By the way, do note that some lenders may not be willing to give you unsecured loans if they are unable to determine your creditworthiness. So they will only offer you lower loan amounts or provide secured loans. These days and like in more maturing economies, its possible to get loans for people with bad credit as well. These obviously come with their own risk-mitigating and at times, stricter terms and conditions. But then you need to give it to the lenders as they are taking a risk by lending to people who do not have acceptable credit track records. And then, there is another option that is gaining popularity these days with people with no credit history: Credit Cards against Fixed Deposits.

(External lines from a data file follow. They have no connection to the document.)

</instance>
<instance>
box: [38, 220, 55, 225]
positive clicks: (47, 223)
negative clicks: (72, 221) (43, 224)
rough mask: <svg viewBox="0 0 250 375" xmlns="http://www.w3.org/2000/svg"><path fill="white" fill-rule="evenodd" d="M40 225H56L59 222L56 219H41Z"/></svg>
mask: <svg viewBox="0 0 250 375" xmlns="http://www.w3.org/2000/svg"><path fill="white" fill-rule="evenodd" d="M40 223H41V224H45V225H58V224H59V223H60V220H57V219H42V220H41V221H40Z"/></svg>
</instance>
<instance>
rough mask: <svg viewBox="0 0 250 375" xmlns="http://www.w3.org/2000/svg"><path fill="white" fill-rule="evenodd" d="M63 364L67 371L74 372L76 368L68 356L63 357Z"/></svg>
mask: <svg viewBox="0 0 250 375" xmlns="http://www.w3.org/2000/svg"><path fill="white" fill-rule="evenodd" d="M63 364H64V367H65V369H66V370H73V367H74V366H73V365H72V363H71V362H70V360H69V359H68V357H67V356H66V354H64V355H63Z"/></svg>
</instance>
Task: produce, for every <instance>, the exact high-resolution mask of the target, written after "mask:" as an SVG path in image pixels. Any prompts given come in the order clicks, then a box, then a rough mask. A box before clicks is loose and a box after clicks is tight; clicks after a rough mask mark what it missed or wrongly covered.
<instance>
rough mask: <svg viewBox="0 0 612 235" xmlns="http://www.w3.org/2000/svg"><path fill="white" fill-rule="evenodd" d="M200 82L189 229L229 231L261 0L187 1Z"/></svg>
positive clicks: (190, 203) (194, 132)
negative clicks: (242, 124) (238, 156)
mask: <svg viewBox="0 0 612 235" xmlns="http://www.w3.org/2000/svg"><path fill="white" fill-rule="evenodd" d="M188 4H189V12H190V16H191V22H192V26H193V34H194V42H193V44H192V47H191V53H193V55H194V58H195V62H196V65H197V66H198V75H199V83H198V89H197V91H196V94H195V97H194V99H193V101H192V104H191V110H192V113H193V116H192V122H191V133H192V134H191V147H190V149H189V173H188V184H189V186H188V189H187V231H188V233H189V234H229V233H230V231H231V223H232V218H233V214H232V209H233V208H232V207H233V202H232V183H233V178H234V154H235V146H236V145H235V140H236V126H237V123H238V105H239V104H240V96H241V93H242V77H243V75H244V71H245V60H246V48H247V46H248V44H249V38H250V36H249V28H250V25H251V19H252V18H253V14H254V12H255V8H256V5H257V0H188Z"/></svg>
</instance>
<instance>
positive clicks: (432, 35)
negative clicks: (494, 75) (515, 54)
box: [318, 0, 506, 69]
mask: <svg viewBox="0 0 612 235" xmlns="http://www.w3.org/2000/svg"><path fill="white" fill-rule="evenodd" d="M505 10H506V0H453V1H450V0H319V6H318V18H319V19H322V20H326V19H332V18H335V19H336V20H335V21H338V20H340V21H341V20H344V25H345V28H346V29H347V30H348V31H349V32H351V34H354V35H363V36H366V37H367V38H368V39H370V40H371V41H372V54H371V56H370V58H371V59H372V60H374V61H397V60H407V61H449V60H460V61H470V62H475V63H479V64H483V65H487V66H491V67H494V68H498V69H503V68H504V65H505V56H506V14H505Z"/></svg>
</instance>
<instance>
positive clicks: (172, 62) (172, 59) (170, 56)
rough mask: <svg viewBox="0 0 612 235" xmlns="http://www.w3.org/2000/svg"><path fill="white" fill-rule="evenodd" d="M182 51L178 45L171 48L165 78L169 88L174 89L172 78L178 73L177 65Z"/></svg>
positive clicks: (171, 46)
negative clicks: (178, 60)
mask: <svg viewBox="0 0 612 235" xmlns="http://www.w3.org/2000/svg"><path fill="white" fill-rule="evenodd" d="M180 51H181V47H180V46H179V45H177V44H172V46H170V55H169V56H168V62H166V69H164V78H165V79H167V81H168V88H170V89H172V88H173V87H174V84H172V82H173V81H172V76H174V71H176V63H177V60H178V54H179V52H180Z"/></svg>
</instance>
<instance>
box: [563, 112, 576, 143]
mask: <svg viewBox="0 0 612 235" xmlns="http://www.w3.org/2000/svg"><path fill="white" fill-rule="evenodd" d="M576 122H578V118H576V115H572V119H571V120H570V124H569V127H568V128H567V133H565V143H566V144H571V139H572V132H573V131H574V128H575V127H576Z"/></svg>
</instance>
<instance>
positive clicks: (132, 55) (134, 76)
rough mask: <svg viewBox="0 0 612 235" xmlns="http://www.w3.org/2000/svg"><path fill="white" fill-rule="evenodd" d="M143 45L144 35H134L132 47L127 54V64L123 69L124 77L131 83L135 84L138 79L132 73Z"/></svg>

That being said, for lenders to provide you with an unsecured loan without any collateral, they need to know your creditworthiness. Therefore, before you start applying for such unsecured loans, there are few things to understand. When you apply for personal loan, the lender would want to be confident about your repayment capacity. These lenders measure your repayment capacity based on various factors. They are as follows:

  • Credit Score: Your credit score or as it is also known as CIBIL score is a summary of your credit history. This score is an indicator of your timely payment of past debts. This score helps the lenders to predict how likely it is for you to repay the loan. A good credit score can also help you secure a low-interest rate and a higher loan amount as well.
  • Monthly Income: Lenders would want to know how much you earn monthly or annually to gauge whether or not you can repay the loan comfortably or not. They would also be interested in knowing how secure is your income and whether its plain salary based on fluctuating business income.
  • Debt-to-Income Ratio: The Debt-to-income ratio is a percentage of all your monthly debt payments divided by the gross monthly income. This is also one of the criteria that lenders measure to understand your repaying ability. Here, the gross monthly income is the one without any taxes deduction or any other type of deductions. The higher the ratio, the lesser chances of getting an unsecured loan and vice versa. In general, its assumed that 40-50% is the upper limit for this. Beyond that, its understood the borrower will have difficulties repaying the debts on time given his other expenses would also be there.

So what should you do?

The very first thing to ensure is to not take loans or credit card debt for unnecessary and discretionary things and if you are unable to pay for them immediately. Being reckless about spending just because you have easy access to credit can put you in debt spiral and in big financial problems (you need to understand what is your need vs. wants). Assuming the expense is genuine, necessary and must be incurred, and the choice must be made between a credit card and personal loans, the choice would depend on your cashflows, how quickly you need the money and the amount of money you need.

A credit card is better for smaller amounts that you can easily repay in a few weeks. But if the amount required is big and you can only repay it over the next few months or years, then taking a personal loan is advisable.

But it must be said that more and more young people are joining the workforce in India and there is an increase in digitization-assisted lending channels, there is an increasing trend among borrowers to opt for unsecured borrowings without hesitation. These unsecured loans or borrowing are loans given without collaterals and comprise personal loans, credit card borrowings, etc.

As a borrower, you should not be influenced by trends and only borrow when you genuinely need money. Remember, that because personal loans are unsecured loans, it means that these loans are not backed by any assets. And hence, rates will be high. So better to borrow only the minimum possible amount that you actually require and have the ability to repay quickly.